23 July 2018

Dead or Alive


Frontierland, like the rest of the Magic Kingdom, is filled with stories, story tales, and fictions. There are a few corners of the small western town, however, that takes some of the most fantastic true life anecdotes and sprinkles them in with the tall tales. Of course, in the immortal words of Maxwell Scott in The Man Who Shot Liberty Valance, “This is the west, sir. When the legend becomes fact, print the legend.” This edict is precisely what Disney has down with some of the wanted posters along the exit of the Frontierland Station of the Walt Disney World Railroad.

The first set of posters depict three outlaws who knew each other well. Quantrill is short for William Clarke Quantrill, a bandit who worked mostly in Missouri and Kansas and utilized guerrilla strategies, some of the most brutal tactics, to apprehend runaway slaves before becoming a pro-Confederate gun-for-hire whose bandits were known as Quantrill’s Rangers. In 1965, just after Lee surrendered to Grant, Quantrill was injured by Union forces during a skirmish in Kentucky. He would succumb to those wounds in just a few weeks.

Two of the more notable villains to ever ride as a part of Quantrill’s Rangers were the brothers, Jesse and Frank James. As part of the James-Younger Gang, they would commit bank robberies and raids on trains from Iowa and Texas all the way back to West Virginia. Jesse was shot by Robert Ford, but Frank would go on to turn himself in, be acquitted, and held odd jobs the rest of his life. The posting here of their wanted status as dead, speaks to the heinous nature of some of their crimes.

In the second posting box, we pick up with the Younger side of the James-Younger Gang, with the brothers Cole, Jim, and Bob, though there was a fourth brother as well, John. Party to the bank and train robberies, they would meet their end in a robbery gone wrong. A raid on the First National Bank of Northfield, Minnesota went sideways and the entire gang, including all of the Younger brothers, was killed. The only two to make it out alive were Frank and Jesse James.

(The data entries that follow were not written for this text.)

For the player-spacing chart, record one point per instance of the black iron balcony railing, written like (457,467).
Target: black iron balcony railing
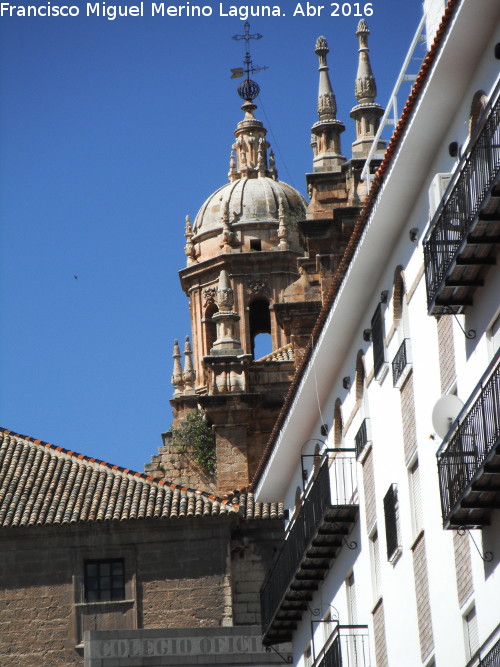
(452,275)
(327,514)
(347,646)
(361,438)
(469,457)
(400,363)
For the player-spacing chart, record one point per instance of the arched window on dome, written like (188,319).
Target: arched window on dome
(210,327)
(260,328)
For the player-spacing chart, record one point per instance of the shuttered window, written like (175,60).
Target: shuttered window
(391,520)
(351,599)
(416,492)
(378,337)
(376,565)
(471,631)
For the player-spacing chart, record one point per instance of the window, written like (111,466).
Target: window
(375,565)
(416,498)
(210,327)
(104,580)
(471,633)
(260,328)
(391,511)
(308,659)
(352,609)
(378,341)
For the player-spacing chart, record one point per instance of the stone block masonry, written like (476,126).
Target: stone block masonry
(196,573)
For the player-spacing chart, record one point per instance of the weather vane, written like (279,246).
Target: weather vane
(248,90)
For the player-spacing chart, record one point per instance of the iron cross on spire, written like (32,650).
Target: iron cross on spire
(249,89)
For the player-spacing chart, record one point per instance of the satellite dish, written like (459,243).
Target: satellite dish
(445,412)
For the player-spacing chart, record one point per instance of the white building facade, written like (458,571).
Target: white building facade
(387,452)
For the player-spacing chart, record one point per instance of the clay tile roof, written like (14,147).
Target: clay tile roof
(41,484)
(284,353)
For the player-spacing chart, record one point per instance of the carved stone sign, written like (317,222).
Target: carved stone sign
(232,645)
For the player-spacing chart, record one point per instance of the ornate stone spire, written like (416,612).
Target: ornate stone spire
(251,147)
(189,247)
(367,112)
(282,230)
(226,344)
(325,139)
(177,380)
(189,374)
(365,88)
(327,105)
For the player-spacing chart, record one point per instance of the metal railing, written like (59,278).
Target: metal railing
(361,438)
(472,437)
(334,484)
(400,361)
(476,172)
(348,646)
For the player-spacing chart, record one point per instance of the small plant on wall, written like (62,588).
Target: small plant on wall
(195,436)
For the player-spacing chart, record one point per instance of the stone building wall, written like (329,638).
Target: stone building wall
(178,573)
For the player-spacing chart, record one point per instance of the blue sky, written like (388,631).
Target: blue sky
(111,133)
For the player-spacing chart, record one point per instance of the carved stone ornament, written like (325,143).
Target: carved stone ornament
(209,296)
(225,298)
(257,287)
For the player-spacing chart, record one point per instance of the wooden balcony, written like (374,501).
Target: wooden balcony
(469,458)
(463,238)
(327,515)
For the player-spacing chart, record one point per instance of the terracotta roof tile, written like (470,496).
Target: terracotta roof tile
(41,484)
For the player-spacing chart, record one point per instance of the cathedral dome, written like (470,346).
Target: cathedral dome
(249,201)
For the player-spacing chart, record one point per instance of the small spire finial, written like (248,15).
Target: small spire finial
(189,374)
(327,105)
(248,90)
(367,112)
(365,88)
(177,380)
(189,247)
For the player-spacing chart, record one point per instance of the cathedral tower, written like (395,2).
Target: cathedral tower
(259,261)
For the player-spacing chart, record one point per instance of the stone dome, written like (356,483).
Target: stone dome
(249,200)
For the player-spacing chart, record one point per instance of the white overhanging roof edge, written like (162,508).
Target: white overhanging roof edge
(396,190)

While his counterpart is posted here, Butch Cassidy and his partner, the Sundance Kid, terrorized banks and trains throughout the latter portion of the 1800s and into the early 1900s. Their gang, the Wild Bunch, received the most notoriety, not to mention a massive manhunt, from their robbery of the Union Pacific’s Overland Flyer in 1899. Butch and Sundance, along with Sundance’s girlfriend Etta Place, fled to South America in 1901. Though it is believed the pair were killed during a standoff with law enforcement in San Vicente, Bolivia, there are those who dispute when and where the pair died.

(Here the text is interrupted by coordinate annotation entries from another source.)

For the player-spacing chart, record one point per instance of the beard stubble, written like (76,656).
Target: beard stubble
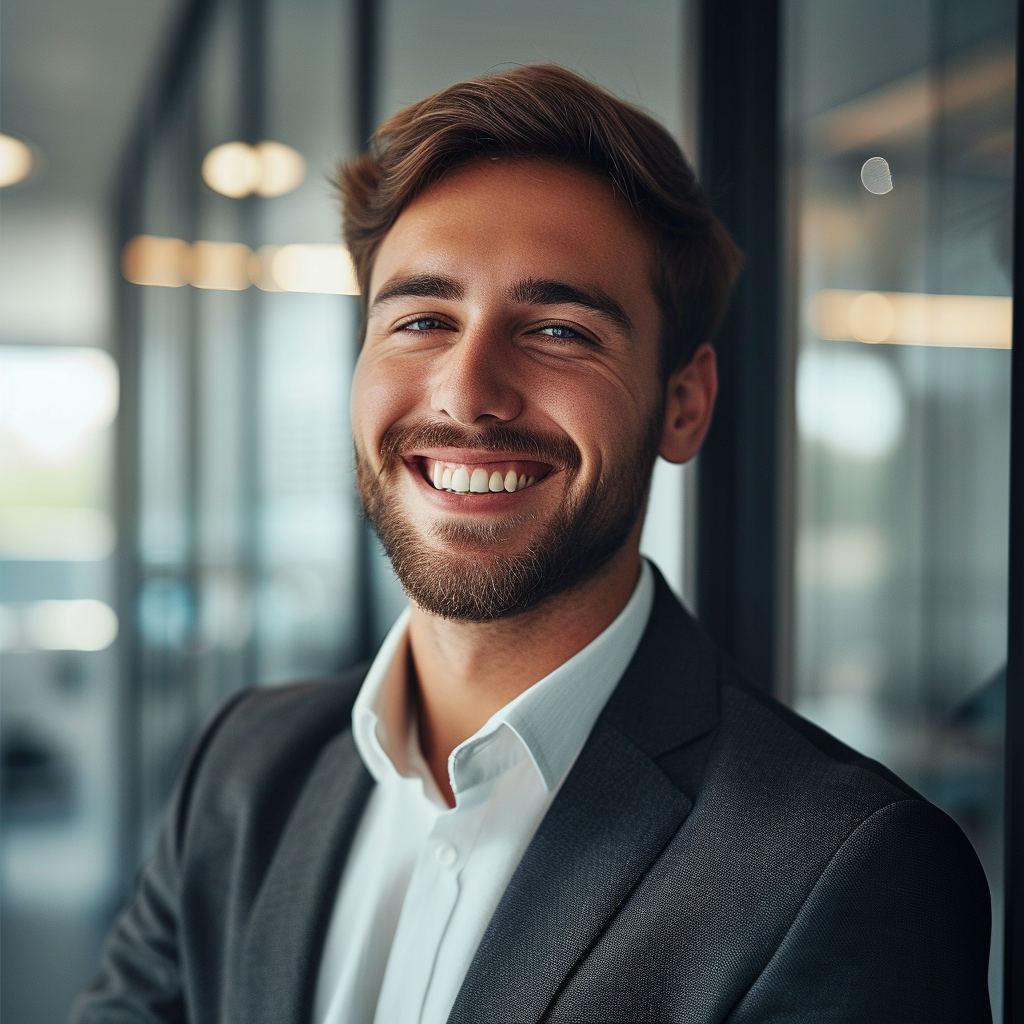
(580,538)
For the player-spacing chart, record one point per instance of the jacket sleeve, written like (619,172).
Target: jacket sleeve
(895,930)
(139,978)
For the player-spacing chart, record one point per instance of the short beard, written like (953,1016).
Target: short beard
(581,538)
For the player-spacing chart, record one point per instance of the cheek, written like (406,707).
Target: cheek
(380,397)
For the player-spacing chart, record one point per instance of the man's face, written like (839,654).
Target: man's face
(506,404)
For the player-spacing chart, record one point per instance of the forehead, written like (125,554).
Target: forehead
(514,219)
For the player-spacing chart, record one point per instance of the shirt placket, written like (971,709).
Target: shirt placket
(429,905)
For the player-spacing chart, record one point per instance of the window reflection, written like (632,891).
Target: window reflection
(899,154)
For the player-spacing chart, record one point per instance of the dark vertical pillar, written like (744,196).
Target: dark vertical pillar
(737,470)
(1014,949)
(365,85)
(367,36)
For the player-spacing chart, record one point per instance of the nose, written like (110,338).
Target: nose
(474,381)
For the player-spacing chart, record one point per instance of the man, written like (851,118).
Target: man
(549,798)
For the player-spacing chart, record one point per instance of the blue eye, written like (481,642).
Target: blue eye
(561,332)
(424,324)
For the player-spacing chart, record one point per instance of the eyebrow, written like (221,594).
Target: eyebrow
(529,292)
(558,293)
(424,286)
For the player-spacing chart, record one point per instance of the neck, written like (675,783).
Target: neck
(466,672)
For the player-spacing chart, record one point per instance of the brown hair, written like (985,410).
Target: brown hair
(548,112)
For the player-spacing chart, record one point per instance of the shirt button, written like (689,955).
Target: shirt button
(446,854)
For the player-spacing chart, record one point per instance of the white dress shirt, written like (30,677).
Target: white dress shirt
(422,880)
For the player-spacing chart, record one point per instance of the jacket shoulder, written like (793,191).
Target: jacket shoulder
(775,735)
(259,748)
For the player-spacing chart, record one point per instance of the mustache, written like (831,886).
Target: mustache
(497,437)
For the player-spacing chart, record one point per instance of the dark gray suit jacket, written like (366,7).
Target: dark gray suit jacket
(711,857)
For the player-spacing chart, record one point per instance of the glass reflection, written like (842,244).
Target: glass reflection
(899,144)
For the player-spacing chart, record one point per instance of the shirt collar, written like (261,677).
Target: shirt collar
(551,720)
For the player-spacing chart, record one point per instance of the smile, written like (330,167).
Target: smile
(482,478)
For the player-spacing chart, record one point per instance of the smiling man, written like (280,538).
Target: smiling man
(549,797)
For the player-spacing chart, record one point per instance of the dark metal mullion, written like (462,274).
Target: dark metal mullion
(128,571)
(737,516)
(1014,939)
(253,118)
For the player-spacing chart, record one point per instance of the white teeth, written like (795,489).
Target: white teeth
(463,480)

On the last pair of postings on the walkway down from the train station, we start with John Wesley Hardin, also known as Little Arkansas. Hardin is your typical gunslinger who got in trouble early and often for murder and lived his life on the run. He would have a pair of encounters with another legendary gunslinger, Wild Bill Hickok, before eventually being captured and serving seventeen years for his crimes. Once freed, he passed the bar, but never strayed too far from the short-temper and quick-draw that had made him a folk hero. It would be his heated words with a lawman that would lead to his death in 1895.

Last, but certainly not least, on our greatest hits of the west’s most wanted is Sam Bass. A train robber by trade, Bass would be a part of a gang that pulled off one of the largest train heists at that time, the 1877 robbery of a Union Pacific locomotive for $60,000. He would attempt to form his own gang sometime later, but the success of his early gang would never be duplicated for him. A member of his gang would turn against him and the information he provided to the Texas Rangers allowed them to set-up an ambush for Bass. During his attempt to flee the shootout he was shot and killed.

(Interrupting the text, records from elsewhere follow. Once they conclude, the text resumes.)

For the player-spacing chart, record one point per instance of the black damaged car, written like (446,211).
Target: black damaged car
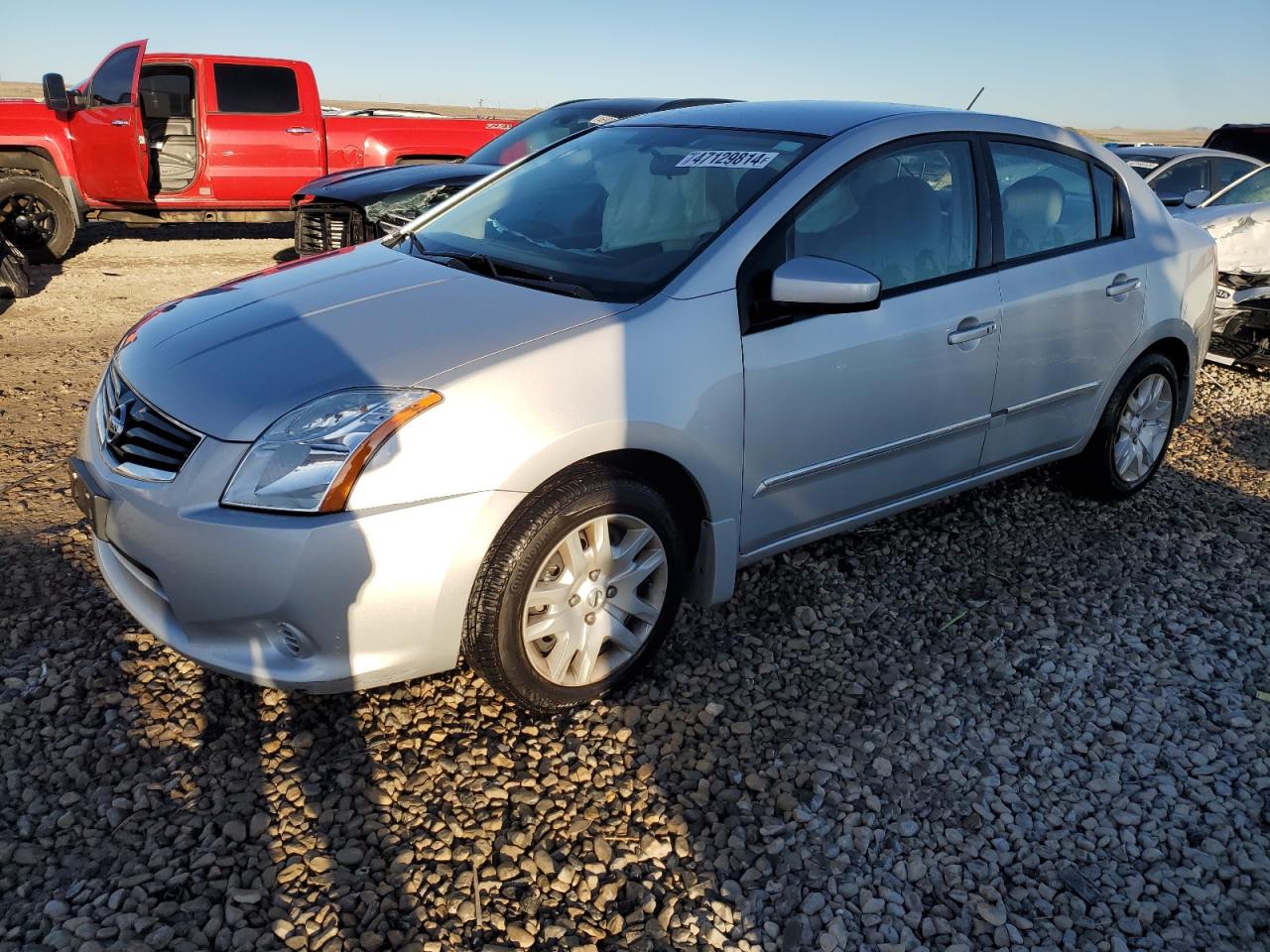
(359,204)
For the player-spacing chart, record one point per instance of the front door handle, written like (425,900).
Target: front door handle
(973,333)
(1123,285)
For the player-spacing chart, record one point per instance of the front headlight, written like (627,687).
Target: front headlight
(309,460)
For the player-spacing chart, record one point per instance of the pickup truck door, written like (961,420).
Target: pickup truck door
(264,132)
(108,137)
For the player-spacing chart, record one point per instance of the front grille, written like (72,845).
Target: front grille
(139,439)
(325,227)
(1233,348)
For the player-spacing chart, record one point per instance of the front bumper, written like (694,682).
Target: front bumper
(322,603)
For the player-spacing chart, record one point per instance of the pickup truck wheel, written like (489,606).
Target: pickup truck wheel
(36,217)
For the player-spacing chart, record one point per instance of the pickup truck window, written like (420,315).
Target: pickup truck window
(255,89)
(112,82)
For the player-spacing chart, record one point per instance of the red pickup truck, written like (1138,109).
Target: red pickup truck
(164,137)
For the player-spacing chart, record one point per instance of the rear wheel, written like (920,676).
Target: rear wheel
(576,592)
(36,217)
(1133,434)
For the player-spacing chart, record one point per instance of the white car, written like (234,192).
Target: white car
(619,371)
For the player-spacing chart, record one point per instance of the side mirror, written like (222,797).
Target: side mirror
(825,282)
(55,93)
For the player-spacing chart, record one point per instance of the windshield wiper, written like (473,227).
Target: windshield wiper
(515,273)
(502,271)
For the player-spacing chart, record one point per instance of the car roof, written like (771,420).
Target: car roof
(626,105)
(806,117)
(1166,153)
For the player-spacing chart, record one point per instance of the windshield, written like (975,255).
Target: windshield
(539,132)
(616,212)
(1254,188)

From the way most of these short tales ended here today it's clear that crime may only pay in the short term. You may get a pretty wanted poster like these gentlemen did along the railway depot’s exit, but in the end all that you’re left with is a story. With Frontierland being so imbued with fabled tales of the west, there wasn’t much need to include some of the real life villains who prowled the frontier. Yet, it adds that certain bit of grit to the story that makes me love Frontierland even more!